Obsessive Compulsive Disorder (OCD)
This disorder can be looked at in two parts; obsessions – these are repetitive, obtrusive, unwanted thoughts that are experienced and result in unreasonable fears, and compulsions – acts or rituals carried out in response to fears generated by obsessions. The classic OCD condition is that of compulsive hand washing in response to an irrational fear of germs/contamination. Sufferers of this disorder feel less anxious once they have carried out a compulsion. It is possible to experience obsessive thoughts only and not have the desire to carry out a compulsion. Examples of compulsions are excessive cleaning, counting, checking, measuring, and repeating tasks or actions. Trichotillomania (compulsive hair-pulling) may also be classified under the general umbrella of OCD. Examples of obsessions are worrying excessively about death, germs, illness – usually AIDS, cancer, etc. (this can also be classified as an ‘Illness phobia’,) having undesirable sexual thoughts, fearing causing harm to others.
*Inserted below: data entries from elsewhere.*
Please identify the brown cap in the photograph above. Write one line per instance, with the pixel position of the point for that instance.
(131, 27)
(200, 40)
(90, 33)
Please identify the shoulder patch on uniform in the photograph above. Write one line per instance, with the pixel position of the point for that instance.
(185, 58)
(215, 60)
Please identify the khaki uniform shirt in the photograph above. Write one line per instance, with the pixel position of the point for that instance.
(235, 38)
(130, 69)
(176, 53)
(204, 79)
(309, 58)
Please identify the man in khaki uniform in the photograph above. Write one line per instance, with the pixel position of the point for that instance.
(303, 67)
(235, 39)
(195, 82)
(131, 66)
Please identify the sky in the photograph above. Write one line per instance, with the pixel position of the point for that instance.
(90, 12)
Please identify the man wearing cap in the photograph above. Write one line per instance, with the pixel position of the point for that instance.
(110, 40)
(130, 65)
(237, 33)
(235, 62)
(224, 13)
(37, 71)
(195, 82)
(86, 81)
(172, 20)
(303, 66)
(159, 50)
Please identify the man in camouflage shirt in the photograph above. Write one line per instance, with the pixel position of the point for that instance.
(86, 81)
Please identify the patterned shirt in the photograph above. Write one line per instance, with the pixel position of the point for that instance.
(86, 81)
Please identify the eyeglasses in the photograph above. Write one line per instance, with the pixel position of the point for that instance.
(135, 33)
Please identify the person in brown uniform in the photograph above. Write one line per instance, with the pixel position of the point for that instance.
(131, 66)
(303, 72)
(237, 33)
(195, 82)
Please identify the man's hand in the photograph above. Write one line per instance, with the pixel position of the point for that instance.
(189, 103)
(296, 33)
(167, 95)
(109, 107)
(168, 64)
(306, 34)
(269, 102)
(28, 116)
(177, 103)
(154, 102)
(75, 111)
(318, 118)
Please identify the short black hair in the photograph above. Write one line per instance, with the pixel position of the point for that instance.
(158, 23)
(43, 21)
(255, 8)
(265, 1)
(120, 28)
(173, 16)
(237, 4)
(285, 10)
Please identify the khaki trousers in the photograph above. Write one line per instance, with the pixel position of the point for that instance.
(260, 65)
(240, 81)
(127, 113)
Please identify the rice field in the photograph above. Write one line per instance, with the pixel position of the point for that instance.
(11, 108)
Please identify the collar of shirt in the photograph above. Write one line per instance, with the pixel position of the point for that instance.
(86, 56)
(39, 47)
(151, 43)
Body Dysmorphic Disorder (BDD) / Dysmorphophobia
This disorder has also been nicknamed ‘Imagined Ugliness Syndrome’ for sufferers of the condition have an irrational preoccupation with a perceived body defect, either present in themselves or in others; the latter being dysmorphophobia by proxy. BDD sufferers cannot accept that their fears of their perceived body defect are out of all proportion, and frequently seek plastic surgery/other measures in an attempt to rectify the perceived problem.

Post Traumatic Stress Disorder (PTSD)
PTSD is an anxiety disorder which may develop following exposure to any one of a variety of traumatic events that involve actual or threatened death, or serious injury. The event may be witnessed rather than directly experienced, and even learning about it may be sufficient if the persons involved are family members or close friends. Sufferers may experience flashbacks, panic attacks and heightened awareness.